Der Atemstillstand von 10 bis 60 Sekunden Dauer sorgt für ein starkes Absinken der Herzfrequenz. Während dieser Zeit steigt die HF fast bis zum Einsetzen der Atmung an. Je mehr der Sauerstoffgehalt abfällt, umso mehr wird der Sympathikus aktiviert. Da aber nicht geatmet wird, steigt gleichzeitig die Aktivität des Parasympathikus an. Am Ende der Apnoe folgt für 10 Sekunden ein kurzes Atmen mit ein paar wenigen Atemzügen. Innerhalb dieser kurzen Zeit erhöht sich der Puls dramatisch. Das Ergebnis ist zwar eine hohe Herzratenvariabilität, aber Professor Penzel warnt vor einer Fehlinterpretation. Für ihn bedeutet die Erhöhung in diesem Zusammenhang nichts Gutes.

So einfach und verständlich sich der Apnoe-Verlauf beschreiben lässt, umso schwieriger gestaltet sich die Auswertung von Langzeitaufzeichnungen des Herzschlags. Mit einer klassischen Herzratenvariabilitäts-Berechnung mittels Spektralanalyse kommt man in der Schlafmedizin nicht weit. Die 5-Minuten-Einteilung zur Auswertung der meisten Langzeitmessungen verfehlt ihr Ziel, da sie mehrere Apnoen mit Absinken und Anstiegen im Minutenrhythmus umfasst. Die starre Auswertung reicht nicht aus, um die apnoe-bedingten Veränderungen der HRV mit einer korrekten Zuordnung zu einzelnen Schlafphasen zu erfassen.
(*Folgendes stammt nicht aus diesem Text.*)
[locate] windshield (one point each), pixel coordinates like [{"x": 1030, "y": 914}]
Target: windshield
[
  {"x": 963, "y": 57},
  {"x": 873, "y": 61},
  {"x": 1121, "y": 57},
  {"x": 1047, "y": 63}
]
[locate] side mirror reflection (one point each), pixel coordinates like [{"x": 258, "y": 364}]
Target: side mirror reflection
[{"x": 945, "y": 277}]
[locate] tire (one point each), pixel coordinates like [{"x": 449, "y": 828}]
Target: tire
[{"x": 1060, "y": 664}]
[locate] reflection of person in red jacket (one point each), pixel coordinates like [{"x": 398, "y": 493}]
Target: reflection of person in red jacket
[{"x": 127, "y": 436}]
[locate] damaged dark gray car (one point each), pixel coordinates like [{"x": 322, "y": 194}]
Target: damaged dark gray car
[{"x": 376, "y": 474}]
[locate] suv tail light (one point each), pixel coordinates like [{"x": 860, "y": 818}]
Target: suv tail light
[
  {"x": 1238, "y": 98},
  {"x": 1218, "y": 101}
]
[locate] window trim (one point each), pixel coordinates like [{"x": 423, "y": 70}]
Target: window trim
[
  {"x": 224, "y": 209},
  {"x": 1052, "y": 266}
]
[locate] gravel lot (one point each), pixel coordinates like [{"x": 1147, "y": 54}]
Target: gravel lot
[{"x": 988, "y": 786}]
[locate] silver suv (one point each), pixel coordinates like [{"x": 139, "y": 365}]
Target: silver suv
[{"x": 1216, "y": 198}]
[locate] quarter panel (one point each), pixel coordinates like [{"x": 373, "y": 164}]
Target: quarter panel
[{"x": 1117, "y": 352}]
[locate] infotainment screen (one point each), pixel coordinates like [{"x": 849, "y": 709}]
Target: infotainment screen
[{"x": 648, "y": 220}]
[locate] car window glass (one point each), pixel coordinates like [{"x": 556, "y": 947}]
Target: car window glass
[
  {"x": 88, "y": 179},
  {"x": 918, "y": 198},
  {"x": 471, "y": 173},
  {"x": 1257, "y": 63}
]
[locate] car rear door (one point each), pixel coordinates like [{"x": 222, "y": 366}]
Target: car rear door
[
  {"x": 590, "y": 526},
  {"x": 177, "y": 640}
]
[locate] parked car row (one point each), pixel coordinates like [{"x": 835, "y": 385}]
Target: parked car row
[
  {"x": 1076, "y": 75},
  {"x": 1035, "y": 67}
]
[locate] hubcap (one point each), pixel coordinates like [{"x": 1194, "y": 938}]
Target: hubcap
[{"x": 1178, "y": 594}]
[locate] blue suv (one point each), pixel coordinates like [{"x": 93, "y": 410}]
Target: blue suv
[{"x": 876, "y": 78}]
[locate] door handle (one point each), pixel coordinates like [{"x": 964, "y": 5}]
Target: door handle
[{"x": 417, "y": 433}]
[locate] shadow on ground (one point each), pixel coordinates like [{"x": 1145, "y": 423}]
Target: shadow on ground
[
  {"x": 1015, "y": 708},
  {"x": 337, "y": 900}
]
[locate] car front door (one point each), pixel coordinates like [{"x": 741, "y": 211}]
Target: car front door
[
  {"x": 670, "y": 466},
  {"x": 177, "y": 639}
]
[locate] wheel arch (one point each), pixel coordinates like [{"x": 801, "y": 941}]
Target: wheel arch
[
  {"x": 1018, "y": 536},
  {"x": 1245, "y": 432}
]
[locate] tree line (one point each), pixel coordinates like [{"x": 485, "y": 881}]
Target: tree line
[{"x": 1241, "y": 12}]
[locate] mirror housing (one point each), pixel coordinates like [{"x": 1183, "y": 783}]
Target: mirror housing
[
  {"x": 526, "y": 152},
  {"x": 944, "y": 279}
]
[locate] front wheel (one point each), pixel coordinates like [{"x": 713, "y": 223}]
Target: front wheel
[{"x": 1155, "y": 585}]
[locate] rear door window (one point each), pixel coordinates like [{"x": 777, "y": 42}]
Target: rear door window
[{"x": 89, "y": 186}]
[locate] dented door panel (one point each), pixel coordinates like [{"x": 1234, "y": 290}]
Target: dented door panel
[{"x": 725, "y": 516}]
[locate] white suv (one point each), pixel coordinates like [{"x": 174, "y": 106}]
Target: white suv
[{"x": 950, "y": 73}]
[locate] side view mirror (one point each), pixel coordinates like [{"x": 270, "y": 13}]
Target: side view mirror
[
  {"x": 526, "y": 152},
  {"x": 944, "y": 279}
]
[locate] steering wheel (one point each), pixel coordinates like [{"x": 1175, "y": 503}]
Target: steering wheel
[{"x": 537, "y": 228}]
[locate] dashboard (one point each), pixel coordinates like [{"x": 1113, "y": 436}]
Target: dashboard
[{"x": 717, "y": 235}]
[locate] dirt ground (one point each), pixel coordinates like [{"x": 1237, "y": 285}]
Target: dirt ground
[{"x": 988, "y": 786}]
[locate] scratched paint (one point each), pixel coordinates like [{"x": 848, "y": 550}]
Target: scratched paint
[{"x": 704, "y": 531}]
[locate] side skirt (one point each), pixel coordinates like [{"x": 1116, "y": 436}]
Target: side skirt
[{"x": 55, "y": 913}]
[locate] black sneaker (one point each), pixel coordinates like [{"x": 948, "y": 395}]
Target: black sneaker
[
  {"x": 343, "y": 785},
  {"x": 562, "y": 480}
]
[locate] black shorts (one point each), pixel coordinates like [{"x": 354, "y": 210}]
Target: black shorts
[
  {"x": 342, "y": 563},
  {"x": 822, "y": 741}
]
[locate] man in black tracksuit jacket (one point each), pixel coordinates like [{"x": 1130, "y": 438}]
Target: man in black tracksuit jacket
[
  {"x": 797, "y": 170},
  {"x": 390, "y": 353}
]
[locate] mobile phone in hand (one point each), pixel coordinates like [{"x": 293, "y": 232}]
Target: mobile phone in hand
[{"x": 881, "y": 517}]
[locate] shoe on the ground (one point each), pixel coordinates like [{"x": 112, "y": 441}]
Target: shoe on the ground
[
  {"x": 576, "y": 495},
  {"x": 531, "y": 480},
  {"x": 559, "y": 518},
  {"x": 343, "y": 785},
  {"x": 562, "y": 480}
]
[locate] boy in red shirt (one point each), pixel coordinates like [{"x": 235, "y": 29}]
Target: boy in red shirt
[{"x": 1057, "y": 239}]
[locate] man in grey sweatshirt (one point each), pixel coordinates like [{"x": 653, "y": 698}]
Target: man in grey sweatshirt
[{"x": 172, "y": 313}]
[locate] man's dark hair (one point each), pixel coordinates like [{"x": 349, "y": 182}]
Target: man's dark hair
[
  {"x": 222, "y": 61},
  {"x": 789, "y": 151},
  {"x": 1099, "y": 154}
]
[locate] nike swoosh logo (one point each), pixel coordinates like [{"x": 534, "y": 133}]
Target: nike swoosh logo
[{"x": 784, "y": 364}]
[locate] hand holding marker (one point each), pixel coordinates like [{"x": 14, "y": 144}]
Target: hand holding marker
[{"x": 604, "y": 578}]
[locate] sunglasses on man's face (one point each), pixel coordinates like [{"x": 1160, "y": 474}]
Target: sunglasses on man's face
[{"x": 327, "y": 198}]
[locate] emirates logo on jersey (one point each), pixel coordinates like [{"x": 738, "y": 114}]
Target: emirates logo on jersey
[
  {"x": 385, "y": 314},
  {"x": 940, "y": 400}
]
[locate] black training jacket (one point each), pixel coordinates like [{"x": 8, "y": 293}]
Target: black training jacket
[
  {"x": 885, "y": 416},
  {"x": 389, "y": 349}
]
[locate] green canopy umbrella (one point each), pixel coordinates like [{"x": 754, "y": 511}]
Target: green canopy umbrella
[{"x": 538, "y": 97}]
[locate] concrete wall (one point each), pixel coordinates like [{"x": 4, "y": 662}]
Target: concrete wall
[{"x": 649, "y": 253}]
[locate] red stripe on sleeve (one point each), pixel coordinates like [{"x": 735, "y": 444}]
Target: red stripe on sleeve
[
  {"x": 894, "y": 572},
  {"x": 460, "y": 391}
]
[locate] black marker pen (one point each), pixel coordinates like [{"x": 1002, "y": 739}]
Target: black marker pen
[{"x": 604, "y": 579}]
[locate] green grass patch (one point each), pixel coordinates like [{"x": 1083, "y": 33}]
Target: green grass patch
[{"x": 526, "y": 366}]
Das schlafphasen-abhängige Auftreten der Apnoe, erschwert die Abgrenzung. Professor Penzel gibt zu bedenken, dass es während der REM-Phasen auch zu zusätzlichen heftigen Aktivierungen des Sympathikus kommt – während wir also nur träumen und nicht nach Luft schnappen.

Für die Erfassung einer Apnoe empfiehlt Professor Penzel sich den Verlauf der Herzfrequenz anzuschauen. Typisch sind zyklische Schwankungen, die mit dem Verlauf der Apnoe einhergehen.

In einer Untersuchung von Professor Penzel hat sich sowohl für die Einteilung der Schlafstadien als auch für die Findung von Apnoe-Phasen das nichtlineare Auswertungsverfahren Trendbereinigende Fluktuationsanalyse, abgekürzt DFA (Detrended Fluctuation Analysis), als besser erwiesen als die Spektralanalyse mit konstanten Zeitfenstern. Vor allem bei der Unterscheidung der Schlafstadien unterstützen die DFA1-Werte (Alpha1) mit einer größeren Trefferquote. Dies könnte Forschern ermöglichen, mit der Auswertung des Herzschlags eine automatisierte Einteilung der Schlafphasen und Erkennung von Schlaf-Apnoe zu entwickeln.